Battlefield Heritage Park is a country park situated north of Shrewsbury in Shropshire, in the area known as Battlefield. It marks the supposed site of the 1403 Battle of Shrewsbury fought between King Henry IV and English rebel nobleman Henry Percy.

== History ==
The Battle of Shrewsbury is remembered as one of the bloodiest battles in English history and was fought between King Henry IV (with support from his son Henry Prince of Wales, later to become Henry V) and the rebel Henry Percy (commonly called Harry Hotspur). Battlefield Church – also known as St Mary Magdalene – was built in the fifteenth century to commemorate the battle.

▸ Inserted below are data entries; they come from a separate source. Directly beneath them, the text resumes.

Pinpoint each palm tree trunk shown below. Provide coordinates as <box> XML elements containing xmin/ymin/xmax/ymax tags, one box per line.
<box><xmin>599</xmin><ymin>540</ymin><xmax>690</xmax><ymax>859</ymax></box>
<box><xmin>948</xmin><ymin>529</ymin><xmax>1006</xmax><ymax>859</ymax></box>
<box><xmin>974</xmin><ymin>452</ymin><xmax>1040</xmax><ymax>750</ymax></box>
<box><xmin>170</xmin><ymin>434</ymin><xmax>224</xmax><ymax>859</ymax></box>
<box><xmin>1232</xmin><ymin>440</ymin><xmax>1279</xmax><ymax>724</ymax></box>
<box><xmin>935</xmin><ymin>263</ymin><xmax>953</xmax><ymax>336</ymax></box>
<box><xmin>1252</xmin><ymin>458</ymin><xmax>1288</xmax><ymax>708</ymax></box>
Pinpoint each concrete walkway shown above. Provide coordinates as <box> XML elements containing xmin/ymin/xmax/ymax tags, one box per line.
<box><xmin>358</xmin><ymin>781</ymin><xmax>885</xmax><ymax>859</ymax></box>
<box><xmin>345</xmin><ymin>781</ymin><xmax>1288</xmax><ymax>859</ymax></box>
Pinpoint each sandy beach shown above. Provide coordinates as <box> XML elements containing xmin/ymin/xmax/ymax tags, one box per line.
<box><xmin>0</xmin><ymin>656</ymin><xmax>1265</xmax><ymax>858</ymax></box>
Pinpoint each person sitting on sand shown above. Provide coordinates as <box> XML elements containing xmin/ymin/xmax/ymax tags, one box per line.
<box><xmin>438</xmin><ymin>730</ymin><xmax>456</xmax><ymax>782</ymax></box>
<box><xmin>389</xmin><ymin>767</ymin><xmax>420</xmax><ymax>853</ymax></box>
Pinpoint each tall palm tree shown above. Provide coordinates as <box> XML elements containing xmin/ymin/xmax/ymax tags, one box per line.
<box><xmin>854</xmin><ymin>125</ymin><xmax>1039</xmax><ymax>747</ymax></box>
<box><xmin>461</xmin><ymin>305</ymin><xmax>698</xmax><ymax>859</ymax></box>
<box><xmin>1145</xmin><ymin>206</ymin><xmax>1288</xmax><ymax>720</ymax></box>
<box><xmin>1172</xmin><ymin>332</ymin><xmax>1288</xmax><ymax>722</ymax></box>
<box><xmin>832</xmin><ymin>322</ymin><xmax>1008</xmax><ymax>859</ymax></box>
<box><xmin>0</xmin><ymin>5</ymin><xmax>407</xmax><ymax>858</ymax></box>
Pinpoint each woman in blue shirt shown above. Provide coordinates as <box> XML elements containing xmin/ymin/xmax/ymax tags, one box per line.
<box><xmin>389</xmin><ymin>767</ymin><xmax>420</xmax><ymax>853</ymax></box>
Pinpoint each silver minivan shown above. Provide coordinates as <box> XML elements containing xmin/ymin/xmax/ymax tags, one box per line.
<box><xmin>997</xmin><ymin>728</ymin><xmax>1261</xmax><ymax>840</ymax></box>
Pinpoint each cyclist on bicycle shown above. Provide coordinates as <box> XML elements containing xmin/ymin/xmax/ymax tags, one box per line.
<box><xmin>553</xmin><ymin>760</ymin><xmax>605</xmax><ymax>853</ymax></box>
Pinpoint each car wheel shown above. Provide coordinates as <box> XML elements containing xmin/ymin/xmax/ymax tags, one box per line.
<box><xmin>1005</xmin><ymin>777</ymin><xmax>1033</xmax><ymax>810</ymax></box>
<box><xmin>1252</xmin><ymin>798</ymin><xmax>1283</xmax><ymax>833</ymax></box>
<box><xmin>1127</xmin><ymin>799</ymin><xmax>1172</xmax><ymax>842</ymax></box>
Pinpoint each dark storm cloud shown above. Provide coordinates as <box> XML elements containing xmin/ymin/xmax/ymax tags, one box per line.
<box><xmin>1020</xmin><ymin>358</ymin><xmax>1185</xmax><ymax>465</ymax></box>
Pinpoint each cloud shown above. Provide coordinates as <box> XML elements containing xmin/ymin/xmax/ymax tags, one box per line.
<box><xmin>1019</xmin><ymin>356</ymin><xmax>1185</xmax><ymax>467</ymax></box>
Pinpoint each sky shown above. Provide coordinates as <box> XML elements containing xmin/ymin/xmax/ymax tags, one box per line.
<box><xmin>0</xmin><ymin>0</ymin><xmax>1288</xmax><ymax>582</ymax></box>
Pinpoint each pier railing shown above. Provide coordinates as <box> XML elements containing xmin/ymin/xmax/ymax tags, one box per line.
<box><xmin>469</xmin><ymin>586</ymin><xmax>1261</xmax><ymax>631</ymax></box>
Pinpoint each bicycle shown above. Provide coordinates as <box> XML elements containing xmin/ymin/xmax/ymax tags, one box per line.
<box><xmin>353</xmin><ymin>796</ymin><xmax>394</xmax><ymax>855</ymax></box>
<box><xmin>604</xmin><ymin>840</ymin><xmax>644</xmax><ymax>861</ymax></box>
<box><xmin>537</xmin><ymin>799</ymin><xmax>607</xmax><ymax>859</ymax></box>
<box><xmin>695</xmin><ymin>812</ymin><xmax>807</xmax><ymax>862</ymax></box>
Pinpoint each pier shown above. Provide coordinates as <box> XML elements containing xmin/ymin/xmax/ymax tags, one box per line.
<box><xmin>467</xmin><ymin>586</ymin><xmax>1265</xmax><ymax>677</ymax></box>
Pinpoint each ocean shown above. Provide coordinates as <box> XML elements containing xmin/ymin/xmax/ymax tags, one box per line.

A 1995 report by English Heritage noted that it is unclear if Battlefield Church, which was completed in 1410, marks the centre of the site of the battle, although a large common grave within the church's foundations would suggest the site was associated with the fighting. The church was built at the request of Henry IV, reportedly: "for the souls of those who fell".

The now redundant church and surrounding earthworks are a scheduled ancient monument. The church contains some visitor information. The area considered to be the site of the battle remains almost completely undeveloped, although in use as agricultural land and enclosed by hedges. The A5124 runs near the southern boundary.

== Visitor facilities and information centre ==
Information panels are provided around the site. An exhibition centre known as Battlefield 1403 opened in 2008 close to the church, and includes a café and farm shop. It includes a permissive footpath to the battlefield. There are two wheelchair accessible circular walking routes at the site and new route specifically for families has been created.